In mid-April of this year, the United States Senate voted on a piece of legislation that would have removed the Environmental Protection Agency from managing ballast water discharge from freighters. Instead, management would be transferred completely to the Coast Guard. After days of immense pressure from conservationists, the measure was narrowly defeated. Was this a win for the conservation of the Great Lakes?
It was a small one, and to understand why conservationists are still concerned, it’s important to understand the damage ballast water has already caused. As defined by the Environment Protection Agency, ballast water is water that is taken up or discharged when cargo is unloaded or loaded, in order to maintain the ship’s stability and balance. Freighters traveling across the Atlantic pick up whole ecosystems when they take up ballast water, and the organisms subsequently dumped in the lakes can be a menace.
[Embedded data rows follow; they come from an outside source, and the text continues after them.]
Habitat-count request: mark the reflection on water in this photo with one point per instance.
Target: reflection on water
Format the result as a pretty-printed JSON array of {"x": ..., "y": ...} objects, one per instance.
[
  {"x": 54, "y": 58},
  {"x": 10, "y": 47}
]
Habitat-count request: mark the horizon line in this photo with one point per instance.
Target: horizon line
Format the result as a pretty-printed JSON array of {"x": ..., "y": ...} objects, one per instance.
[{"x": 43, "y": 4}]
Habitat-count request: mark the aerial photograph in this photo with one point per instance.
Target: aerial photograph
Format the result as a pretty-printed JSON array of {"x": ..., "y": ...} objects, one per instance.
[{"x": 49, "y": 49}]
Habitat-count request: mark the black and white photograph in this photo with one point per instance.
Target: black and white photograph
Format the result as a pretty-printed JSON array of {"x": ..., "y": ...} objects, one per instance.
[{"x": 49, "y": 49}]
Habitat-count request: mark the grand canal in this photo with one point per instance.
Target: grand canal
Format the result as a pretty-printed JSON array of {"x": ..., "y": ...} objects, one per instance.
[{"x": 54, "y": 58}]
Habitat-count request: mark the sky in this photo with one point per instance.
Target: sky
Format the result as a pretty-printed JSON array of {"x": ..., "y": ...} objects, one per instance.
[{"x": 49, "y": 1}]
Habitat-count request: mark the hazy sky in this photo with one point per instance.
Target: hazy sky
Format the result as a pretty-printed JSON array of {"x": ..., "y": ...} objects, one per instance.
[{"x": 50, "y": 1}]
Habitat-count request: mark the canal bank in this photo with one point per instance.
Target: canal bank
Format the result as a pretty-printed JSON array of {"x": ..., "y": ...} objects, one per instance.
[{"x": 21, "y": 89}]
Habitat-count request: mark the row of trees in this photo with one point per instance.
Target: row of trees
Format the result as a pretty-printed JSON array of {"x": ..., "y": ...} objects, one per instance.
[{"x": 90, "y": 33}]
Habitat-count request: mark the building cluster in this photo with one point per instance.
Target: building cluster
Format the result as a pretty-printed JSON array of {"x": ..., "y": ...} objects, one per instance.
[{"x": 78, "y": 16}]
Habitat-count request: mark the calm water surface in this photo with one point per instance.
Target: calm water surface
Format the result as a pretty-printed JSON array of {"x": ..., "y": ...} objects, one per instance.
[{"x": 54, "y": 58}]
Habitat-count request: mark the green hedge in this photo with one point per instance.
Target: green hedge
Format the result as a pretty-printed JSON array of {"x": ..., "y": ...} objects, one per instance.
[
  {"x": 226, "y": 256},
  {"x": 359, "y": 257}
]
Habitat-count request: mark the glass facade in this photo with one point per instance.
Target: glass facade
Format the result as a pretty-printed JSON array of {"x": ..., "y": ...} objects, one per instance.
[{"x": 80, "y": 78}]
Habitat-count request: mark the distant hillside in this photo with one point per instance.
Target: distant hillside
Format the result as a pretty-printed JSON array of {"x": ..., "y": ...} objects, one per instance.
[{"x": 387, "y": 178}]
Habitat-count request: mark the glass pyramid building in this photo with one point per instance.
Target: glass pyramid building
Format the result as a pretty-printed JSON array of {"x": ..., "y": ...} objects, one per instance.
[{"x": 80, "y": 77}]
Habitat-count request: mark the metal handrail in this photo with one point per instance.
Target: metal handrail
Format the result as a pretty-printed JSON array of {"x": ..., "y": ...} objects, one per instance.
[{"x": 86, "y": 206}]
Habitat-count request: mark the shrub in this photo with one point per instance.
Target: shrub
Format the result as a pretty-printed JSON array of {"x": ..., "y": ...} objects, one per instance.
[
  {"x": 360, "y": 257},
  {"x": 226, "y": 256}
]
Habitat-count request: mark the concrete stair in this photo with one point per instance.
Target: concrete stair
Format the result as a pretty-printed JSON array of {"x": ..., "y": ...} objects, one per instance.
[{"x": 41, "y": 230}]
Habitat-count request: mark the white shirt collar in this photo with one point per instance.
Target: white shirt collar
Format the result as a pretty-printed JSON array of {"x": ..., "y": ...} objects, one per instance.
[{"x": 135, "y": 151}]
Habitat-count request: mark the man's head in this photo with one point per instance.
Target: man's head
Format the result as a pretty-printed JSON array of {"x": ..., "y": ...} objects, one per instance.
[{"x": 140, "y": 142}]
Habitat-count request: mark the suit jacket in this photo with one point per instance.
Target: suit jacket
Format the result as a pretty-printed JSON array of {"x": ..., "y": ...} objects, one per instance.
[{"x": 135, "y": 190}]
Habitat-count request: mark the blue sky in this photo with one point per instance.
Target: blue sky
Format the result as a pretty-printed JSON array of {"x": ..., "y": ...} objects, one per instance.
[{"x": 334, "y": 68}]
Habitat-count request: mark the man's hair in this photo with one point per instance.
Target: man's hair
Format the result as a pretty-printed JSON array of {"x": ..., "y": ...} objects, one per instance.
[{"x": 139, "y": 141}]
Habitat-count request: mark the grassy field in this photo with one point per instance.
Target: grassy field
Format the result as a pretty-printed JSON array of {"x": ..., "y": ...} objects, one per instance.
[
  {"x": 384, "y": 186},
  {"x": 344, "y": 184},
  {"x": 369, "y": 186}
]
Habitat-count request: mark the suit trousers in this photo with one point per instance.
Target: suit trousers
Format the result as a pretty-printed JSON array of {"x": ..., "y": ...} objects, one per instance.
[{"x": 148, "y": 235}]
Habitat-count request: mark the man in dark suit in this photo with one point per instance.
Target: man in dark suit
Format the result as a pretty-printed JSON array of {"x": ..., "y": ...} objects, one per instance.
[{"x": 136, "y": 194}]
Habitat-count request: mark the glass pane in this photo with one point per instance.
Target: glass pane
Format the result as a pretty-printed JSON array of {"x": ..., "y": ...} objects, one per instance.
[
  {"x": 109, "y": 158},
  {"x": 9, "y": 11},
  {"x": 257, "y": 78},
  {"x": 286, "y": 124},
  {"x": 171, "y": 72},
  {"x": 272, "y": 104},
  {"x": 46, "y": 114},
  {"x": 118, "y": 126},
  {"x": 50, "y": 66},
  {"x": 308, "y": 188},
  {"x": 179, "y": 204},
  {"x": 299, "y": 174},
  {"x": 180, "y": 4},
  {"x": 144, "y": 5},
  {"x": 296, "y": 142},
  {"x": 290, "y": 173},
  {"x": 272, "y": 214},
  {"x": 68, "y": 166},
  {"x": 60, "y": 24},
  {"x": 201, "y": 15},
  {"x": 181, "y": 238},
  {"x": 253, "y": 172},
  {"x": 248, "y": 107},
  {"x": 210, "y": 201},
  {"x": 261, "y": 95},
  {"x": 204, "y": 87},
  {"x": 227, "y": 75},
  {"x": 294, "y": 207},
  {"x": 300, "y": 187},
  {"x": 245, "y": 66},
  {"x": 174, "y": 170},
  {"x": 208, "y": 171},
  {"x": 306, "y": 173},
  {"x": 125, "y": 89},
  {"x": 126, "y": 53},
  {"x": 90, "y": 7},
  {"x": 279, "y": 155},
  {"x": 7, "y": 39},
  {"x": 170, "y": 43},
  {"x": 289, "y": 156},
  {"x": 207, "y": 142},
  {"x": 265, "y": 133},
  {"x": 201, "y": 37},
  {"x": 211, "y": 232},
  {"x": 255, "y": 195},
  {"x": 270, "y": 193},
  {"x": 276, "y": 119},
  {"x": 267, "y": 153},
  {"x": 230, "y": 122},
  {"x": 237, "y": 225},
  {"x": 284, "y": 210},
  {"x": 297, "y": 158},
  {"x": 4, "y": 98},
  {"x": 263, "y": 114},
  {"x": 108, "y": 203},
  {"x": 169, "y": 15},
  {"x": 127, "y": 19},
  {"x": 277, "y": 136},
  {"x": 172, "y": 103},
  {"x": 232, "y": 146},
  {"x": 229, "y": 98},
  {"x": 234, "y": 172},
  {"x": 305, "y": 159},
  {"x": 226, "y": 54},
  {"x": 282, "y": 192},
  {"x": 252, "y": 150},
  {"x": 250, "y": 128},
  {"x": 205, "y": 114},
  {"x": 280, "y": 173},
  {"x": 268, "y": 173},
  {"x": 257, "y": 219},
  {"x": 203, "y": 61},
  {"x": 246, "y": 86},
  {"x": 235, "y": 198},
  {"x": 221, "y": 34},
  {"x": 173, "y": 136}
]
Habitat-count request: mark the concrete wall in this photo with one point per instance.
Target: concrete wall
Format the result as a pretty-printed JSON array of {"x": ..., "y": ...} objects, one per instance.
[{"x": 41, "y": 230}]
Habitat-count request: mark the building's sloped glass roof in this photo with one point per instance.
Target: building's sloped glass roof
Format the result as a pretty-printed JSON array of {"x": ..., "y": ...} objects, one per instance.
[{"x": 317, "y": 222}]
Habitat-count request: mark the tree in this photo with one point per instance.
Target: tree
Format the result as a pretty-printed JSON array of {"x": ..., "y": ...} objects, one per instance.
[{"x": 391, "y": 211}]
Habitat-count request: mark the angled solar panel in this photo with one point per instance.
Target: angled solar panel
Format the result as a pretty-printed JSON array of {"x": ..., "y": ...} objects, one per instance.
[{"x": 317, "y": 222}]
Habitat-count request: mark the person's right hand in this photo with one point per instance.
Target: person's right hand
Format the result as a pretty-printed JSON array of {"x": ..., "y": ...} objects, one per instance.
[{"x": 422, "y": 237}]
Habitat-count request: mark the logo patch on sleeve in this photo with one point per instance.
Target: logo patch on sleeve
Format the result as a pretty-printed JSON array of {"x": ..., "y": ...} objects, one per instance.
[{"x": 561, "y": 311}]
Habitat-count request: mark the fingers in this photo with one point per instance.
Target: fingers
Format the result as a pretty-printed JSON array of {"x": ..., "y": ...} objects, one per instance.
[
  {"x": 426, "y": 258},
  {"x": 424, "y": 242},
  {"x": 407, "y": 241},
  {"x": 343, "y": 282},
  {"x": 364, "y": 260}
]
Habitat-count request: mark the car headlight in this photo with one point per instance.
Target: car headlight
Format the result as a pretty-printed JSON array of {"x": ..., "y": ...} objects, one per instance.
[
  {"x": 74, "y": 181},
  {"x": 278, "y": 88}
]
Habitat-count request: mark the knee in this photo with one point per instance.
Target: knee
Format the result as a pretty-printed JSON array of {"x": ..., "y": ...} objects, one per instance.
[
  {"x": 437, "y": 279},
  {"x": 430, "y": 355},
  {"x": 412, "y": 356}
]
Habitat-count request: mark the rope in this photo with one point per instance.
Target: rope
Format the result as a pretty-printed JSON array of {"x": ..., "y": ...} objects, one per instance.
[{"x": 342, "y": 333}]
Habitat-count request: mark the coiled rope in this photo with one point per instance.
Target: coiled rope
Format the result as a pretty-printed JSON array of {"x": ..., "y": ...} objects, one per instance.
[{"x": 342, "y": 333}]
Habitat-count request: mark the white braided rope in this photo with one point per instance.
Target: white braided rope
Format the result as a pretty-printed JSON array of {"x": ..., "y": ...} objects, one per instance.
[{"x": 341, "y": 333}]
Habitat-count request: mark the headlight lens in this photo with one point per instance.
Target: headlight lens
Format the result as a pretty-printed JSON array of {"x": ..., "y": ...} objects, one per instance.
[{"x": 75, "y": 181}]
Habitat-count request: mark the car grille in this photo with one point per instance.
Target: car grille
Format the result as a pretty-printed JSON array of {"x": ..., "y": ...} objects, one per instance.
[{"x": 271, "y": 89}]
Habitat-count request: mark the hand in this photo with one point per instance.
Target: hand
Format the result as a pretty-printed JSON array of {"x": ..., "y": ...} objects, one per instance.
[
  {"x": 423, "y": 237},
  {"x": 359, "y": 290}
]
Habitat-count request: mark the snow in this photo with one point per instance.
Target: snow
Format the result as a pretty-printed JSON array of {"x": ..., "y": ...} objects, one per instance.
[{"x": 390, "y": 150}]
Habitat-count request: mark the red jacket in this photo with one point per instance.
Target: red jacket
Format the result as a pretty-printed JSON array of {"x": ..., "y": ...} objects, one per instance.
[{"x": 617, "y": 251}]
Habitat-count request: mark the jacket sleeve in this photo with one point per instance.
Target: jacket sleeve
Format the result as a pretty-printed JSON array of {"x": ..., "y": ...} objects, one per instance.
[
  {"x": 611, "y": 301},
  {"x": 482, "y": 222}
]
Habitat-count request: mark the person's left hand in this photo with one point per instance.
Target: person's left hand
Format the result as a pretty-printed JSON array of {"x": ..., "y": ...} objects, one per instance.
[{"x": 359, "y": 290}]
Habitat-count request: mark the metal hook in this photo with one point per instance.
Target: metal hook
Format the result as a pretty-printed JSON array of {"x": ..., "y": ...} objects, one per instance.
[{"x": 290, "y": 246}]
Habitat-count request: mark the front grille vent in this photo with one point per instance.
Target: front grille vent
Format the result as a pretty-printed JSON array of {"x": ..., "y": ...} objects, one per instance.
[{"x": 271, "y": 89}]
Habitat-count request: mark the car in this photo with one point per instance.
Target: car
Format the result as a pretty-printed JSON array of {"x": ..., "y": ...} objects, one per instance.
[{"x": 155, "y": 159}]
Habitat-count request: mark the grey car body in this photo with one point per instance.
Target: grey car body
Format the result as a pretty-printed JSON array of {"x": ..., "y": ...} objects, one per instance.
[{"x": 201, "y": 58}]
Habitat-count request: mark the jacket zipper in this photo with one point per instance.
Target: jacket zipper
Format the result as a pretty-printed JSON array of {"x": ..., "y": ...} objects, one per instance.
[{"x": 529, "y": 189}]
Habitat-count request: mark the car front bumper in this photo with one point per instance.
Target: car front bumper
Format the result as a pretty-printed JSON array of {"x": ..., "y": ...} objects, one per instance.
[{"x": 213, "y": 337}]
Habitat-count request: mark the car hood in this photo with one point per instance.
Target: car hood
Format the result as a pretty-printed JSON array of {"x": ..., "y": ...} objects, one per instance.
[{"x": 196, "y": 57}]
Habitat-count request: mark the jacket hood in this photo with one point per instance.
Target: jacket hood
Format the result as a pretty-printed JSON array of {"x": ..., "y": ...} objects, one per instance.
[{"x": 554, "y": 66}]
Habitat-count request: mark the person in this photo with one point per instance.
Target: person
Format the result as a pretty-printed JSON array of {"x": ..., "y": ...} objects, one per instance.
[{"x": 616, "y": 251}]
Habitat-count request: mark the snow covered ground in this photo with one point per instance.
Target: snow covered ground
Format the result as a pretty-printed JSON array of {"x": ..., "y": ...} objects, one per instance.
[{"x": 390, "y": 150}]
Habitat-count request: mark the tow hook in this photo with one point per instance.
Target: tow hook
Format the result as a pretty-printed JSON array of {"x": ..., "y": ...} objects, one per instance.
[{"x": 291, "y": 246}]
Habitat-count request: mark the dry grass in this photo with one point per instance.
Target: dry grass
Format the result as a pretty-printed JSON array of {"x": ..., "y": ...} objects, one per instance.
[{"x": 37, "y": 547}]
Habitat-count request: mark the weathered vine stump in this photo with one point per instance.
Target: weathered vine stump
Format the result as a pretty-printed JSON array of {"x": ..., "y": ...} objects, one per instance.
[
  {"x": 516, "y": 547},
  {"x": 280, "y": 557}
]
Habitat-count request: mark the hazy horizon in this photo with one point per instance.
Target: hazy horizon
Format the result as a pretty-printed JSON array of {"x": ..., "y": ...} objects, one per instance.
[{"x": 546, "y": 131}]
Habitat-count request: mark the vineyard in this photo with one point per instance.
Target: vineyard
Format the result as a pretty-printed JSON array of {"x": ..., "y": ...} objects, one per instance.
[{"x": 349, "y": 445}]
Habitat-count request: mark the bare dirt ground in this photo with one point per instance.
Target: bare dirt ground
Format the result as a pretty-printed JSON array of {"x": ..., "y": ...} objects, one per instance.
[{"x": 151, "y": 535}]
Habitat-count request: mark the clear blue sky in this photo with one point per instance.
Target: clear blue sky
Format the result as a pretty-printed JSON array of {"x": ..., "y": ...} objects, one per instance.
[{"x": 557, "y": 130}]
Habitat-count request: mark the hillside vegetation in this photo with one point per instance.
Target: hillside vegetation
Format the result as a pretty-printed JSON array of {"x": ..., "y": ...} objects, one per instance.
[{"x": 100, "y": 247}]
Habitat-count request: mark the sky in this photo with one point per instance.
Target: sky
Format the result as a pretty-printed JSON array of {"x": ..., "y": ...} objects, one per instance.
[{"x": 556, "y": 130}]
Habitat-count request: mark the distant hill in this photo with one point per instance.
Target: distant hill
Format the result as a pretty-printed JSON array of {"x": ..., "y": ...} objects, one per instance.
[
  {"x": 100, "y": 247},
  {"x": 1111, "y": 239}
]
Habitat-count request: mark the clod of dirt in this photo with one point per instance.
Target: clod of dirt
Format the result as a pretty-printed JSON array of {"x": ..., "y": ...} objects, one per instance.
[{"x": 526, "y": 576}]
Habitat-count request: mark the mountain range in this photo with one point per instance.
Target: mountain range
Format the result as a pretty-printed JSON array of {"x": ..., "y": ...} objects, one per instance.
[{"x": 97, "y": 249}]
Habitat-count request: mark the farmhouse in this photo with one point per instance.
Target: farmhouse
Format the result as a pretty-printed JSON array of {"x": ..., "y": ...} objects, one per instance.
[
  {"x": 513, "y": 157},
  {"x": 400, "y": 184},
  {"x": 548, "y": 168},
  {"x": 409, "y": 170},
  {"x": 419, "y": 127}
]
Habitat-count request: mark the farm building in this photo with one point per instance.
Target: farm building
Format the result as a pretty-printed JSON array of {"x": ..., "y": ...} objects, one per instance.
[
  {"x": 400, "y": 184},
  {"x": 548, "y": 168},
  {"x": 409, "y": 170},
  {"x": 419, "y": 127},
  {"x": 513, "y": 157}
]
Two such organisms, the quagga and zebra mussels, have been sucking the life out of the Great Lakes for over a decade. These organisms, which attach to hard surfaces like the iron infrastructure of industry, can cause up to $1 billion of damage per year, according to a 2010 report.
Simply put, these invasive species are bad news, both in terms of industry and conservation. So why would the Senate try to roll back regulations that would curb the introduction of other invasive species?
Dan Egan reported on this issue extensively for the Milwaukee Journal Sentinel. In an article released shortly after the Senate vote, Egan describes the conflict between the shipping industry, conservationists, and the government, saying, “Shipping industry advocates have been pushing for the change for years, arguing that the existing ballast water management program is too complicated…The problem, according to the conservation groups, is that the Coast Guard is ill-suited to manage this form of biological pollution and cannot compel the shipping industry to limit its discharges under the authority of the Clean Water Act, which is administered by the EPA.” A review of the measure is set for 2022, and until then, conservationists will continually advocate for regulations on ballast water discharge in the hopes of protecting the Great Lakes ecosystems.